Constable Archille Octave Maxime Lepine reg. 21512 – On July 15, 1962, Constable Lepine was posted to the Patullo Bridge Unit in Surrey. He was driving a police motorcycle on King George Highway when a vehicle turned left in front of him. As a result of injuries from the collision, he passed away in hospital on July 19, 1962.
Constable Roger Emile Pierlet reg 29984 – On March 29, 1974, Constable Pierlet was on General Duty at Surrey Detachment, working his last shift before taking time off to be married. He noticed a vehicle being driven erratically and stopped the vehicle. The passenger was armed with a 30-30 rifle and fatally shot him in the chest. The driver and passenger were arrested and sentenced to the death penalty; these sentences were later commuted to life in prison.

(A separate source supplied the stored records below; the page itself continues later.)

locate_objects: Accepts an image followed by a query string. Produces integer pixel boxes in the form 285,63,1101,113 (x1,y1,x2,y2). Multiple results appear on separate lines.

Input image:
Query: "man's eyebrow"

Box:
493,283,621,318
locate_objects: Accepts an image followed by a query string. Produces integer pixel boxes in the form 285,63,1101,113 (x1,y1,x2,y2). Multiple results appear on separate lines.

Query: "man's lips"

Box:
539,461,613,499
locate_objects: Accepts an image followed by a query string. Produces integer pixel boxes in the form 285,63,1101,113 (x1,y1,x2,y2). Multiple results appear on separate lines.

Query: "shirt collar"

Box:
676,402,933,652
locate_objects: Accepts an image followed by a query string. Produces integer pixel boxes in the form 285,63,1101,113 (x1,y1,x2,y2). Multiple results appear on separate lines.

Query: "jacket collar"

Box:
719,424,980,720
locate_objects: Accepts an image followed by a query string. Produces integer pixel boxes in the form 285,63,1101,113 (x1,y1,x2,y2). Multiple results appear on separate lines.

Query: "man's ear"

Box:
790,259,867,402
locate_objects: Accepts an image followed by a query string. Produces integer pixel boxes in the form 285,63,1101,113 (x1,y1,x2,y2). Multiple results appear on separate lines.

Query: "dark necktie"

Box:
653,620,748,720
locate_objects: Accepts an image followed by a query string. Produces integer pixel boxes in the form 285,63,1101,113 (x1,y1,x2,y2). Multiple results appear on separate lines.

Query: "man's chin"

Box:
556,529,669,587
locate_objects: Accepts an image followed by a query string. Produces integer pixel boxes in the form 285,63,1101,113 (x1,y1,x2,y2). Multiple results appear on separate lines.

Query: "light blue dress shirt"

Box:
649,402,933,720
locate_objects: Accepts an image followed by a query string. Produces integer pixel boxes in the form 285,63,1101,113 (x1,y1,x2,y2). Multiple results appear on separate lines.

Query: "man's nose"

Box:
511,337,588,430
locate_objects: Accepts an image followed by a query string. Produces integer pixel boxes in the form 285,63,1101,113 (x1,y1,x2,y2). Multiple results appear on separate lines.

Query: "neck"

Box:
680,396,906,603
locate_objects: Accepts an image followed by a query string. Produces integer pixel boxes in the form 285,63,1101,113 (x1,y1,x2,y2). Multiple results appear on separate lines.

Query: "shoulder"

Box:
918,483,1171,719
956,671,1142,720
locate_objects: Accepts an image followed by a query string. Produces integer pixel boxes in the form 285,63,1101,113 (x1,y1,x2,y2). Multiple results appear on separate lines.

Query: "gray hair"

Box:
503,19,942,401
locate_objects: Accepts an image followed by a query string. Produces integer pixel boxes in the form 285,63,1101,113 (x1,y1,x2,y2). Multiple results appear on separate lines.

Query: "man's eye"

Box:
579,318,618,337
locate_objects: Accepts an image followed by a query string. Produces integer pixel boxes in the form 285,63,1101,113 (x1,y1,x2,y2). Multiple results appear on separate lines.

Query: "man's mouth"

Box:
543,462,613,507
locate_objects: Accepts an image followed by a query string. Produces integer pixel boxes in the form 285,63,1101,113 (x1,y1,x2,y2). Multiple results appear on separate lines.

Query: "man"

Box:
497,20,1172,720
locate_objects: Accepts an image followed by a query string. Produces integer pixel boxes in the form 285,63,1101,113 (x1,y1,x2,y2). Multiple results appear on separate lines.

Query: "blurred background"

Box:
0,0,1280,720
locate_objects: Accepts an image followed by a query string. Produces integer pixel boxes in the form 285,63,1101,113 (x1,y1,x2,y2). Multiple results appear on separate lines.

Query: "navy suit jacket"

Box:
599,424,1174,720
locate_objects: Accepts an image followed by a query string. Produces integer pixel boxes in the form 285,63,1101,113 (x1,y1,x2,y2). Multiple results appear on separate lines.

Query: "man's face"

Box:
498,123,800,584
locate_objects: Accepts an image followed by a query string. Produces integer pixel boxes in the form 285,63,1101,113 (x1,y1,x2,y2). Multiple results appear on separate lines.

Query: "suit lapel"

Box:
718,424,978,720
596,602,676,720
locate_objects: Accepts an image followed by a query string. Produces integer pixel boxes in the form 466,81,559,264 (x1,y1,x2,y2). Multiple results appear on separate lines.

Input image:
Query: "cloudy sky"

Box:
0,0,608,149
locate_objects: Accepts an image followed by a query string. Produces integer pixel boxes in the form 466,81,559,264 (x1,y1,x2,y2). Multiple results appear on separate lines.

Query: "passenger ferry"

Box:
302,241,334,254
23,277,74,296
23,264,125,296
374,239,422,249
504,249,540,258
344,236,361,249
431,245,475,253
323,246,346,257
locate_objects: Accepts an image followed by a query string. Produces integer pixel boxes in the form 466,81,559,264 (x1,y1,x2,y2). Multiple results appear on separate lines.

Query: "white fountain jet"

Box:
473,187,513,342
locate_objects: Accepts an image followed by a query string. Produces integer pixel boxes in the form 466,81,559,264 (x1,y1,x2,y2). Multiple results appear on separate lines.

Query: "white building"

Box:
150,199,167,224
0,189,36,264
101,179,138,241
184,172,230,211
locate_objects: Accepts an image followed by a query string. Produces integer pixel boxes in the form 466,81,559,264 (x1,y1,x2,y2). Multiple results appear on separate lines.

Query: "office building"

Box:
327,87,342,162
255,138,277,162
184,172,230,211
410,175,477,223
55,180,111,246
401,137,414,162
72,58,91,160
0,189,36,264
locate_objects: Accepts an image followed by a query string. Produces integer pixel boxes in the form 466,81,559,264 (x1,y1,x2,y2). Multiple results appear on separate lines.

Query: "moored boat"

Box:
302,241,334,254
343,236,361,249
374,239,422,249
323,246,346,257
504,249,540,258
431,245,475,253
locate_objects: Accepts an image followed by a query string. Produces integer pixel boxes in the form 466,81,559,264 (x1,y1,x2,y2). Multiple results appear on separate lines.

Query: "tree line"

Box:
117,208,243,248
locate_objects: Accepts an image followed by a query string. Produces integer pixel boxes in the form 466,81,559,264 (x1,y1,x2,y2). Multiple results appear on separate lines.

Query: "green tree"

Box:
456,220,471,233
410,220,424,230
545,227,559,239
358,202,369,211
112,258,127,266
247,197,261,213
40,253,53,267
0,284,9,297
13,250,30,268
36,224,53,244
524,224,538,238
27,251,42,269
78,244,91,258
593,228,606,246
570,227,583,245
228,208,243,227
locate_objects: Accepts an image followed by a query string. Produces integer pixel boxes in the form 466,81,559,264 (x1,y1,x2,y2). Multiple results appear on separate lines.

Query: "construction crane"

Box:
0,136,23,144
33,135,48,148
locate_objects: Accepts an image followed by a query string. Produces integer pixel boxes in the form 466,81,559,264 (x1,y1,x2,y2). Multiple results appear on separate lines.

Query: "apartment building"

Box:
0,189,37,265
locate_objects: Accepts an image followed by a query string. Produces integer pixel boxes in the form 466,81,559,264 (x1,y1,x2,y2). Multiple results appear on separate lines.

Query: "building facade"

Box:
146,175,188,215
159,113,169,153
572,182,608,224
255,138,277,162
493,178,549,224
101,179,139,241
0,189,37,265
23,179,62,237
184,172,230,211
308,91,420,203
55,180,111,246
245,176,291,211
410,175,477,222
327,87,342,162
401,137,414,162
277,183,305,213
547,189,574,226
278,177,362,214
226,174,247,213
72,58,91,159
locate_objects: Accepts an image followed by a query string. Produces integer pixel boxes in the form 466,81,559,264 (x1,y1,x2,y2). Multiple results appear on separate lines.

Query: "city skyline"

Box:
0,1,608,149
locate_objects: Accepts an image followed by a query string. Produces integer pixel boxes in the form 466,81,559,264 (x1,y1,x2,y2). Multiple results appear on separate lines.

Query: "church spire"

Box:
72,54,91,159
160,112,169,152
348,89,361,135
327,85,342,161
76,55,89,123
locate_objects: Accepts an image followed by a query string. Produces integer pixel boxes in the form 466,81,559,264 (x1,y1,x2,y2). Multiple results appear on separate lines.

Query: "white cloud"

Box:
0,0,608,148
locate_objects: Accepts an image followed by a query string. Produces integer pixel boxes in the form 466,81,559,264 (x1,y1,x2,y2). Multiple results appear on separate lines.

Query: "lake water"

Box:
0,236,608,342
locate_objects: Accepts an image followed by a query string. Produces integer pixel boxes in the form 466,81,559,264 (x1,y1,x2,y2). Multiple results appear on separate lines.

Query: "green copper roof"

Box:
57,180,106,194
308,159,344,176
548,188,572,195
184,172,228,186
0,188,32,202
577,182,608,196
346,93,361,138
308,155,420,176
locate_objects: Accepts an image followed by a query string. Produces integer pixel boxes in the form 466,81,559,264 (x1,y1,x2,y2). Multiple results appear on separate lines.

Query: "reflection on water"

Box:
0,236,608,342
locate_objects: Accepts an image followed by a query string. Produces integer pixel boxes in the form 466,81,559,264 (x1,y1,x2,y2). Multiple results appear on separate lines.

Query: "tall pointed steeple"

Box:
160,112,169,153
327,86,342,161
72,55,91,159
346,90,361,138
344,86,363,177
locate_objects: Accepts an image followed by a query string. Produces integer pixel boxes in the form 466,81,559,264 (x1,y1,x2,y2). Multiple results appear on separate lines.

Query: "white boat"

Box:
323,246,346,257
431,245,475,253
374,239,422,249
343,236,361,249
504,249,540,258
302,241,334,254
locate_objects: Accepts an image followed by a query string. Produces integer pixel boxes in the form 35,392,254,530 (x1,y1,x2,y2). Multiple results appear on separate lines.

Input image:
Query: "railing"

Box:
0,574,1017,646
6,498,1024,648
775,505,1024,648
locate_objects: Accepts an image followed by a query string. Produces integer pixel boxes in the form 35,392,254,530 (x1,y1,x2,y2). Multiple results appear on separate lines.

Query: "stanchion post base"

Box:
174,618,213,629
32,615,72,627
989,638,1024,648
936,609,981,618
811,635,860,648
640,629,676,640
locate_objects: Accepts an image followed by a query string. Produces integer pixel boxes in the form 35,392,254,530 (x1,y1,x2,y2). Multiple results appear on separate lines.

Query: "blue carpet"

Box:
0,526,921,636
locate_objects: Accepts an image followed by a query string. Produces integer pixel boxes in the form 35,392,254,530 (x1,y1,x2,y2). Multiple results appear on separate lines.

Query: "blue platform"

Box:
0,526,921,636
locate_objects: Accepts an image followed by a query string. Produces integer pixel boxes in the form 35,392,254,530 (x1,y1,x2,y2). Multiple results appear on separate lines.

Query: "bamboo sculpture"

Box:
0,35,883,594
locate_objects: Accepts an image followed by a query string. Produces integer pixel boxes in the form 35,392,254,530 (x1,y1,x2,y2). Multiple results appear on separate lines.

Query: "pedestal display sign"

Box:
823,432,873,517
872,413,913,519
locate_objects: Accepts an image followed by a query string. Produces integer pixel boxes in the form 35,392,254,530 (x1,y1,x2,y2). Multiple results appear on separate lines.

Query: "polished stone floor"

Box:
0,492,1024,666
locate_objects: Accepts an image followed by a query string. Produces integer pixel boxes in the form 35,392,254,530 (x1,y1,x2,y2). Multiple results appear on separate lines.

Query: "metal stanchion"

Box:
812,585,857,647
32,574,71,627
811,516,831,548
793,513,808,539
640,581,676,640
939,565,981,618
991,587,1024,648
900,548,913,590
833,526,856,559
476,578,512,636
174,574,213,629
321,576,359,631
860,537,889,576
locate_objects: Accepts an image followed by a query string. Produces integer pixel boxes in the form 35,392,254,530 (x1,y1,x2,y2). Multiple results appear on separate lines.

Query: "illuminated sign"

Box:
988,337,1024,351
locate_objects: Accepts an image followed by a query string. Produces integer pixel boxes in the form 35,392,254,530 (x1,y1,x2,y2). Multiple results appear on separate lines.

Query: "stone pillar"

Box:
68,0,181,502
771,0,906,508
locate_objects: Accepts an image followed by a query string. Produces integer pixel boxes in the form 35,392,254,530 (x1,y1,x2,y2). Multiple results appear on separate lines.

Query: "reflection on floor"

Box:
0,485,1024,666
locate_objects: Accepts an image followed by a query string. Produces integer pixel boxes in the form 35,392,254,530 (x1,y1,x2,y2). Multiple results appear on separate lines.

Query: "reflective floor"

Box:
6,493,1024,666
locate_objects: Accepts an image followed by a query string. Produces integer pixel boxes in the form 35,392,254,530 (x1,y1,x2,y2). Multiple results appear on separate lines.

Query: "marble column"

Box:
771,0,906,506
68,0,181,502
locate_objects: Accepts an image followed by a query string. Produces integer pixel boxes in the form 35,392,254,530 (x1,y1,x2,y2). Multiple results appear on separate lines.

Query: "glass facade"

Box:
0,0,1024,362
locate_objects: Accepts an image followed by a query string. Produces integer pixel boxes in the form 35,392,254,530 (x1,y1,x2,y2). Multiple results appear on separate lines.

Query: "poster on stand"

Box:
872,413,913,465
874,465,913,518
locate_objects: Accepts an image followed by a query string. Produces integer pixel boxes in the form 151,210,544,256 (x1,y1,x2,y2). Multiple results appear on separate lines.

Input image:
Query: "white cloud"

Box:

Constable John Terrance Draginda reg. 27160 – On September 29, 1974, Constable Draginda was on General Duty at Surrey Detachment, riding with an Auxiliary Constable when, in responding to a report of a motor vehicle accident, they were involved in a collision with another vehicle at the intersection of 152nd Street and 96th Avenue. Constable Draginda and two people in the other vehicle died as a result.
Constable John Brian Baldwinson reg 25163 – On October 28, 1975, Constable Baldwinson was on the General Investigation Section at Surrey Detachment and driving back to the office. It was late at night, with poor visibility and he had just passed another police vehicle on Pacific Highway 15, when he collided with a horse on the roadway. Cst. Baldwinson died as a result of this collision.